Высокая трудовая дисциплина в учебно-воспитательной работе школы – залог успеха. Между тем некоторые учителя явно игнорируют трудовую дисциплину и доходят до грубого нарушения советского законодательства о трудовой дисциплине. Так 29 декабря 1951 года, когда в школе ещё не закончился трудовой день, учителя Окуджава Б. Ш., Суховицкая М. С., Михайлова Г. В., Смольянинова Г. В., Некрасова О. Н., Лысикова Н. С. и Прошлякова Г. А. без разрешения директора школы и не доводя до сведения зав РОНО, выехали из пределов Высокиничи и находились в самовольной отлучке до 10 января 1952 года совершив таким образом, прогул. Никаких объяснений в дирекцию школы указанные учителя не представили, а представленное Некрасовой О. Н. объяснение не имеет оснований на самовольный выезд без разрешения. Учитывая, что такое грубое нарушение трудовой дисциплины пагубно влияет на работу школы и унижает авторитет её в глазах органов народного образования, партийных, советских и общественных организаций, а так же среди населения, учитывая и то обстоятельство, что нарушение трудовой дисциплины со стороны таких учителей как Михайловой Г. В., Суховицкой М. С. и Некрасовой О. Н. делается не в первый раз, о чём последние предупреждались в своё время в устной форме, приказываю:
1. Учительнице Суховицкой М. С. за самовольный прогул в количестве 10 дней, объявить строгий выговор с удержанием заработной платы за всё время прогула.
<…>[45 - Пункты 2–4 повторяются в отношении Михайловой, Смольяниновой и Лысиковой.]
5. Учительнице Некрасовой О. Н. за самовольный выезд 29 декабря 1951 года на консультацию по направлению врача, поставить на вид, так как больничный лист ею не представлен, произвести удержание заработной платы за всё время отсутствия 10 дней.
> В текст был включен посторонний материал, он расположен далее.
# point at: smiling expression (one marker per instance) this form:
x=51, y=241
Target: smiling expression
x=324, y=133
6. Учительнице Прошляковой Г. А. за выезд в Москву 29 декабря 1951 года без разрешения, поставить на вид. Так как Прошлякова Г. А. часть времени провела с учащимися 9 класса ездившими в Москву на экскурсию, то вычет заработной платы произвести за 5 дней, а именно: за 29/XII-51 г. и за 7, 8, 9, и10 января 1952 года.
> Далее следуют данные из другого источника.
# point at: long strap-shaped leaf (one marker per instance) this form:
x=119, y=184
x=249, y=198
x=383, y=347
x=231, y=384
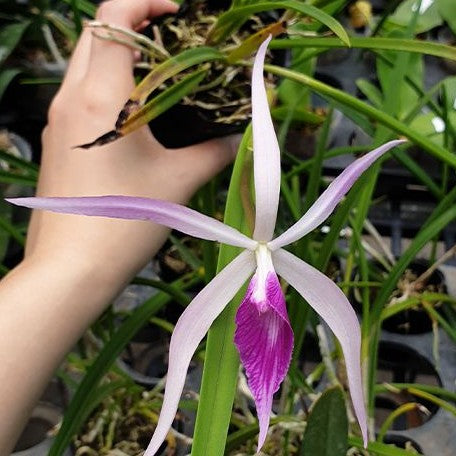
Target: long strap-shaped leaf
x=378, y=43
x=84, y=397
x=230, y=21
x=222, y=361
x=171, y=67
x=373, y=113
7. Довести до сведения приказ по Высокиничскому РОНО от 10/I-52 года за № 1 в отношении учителя Окуджава Б. Ш. (Далее следует полный текст этого приказа, приведённый выше. – М. Г.)
8. Так как все нарушители трудовой дисциплины являются учителями окончившими в 1950 г и в 1951 году соответствующие учебные заведения, довести до сведения институты о поведении этих учителей.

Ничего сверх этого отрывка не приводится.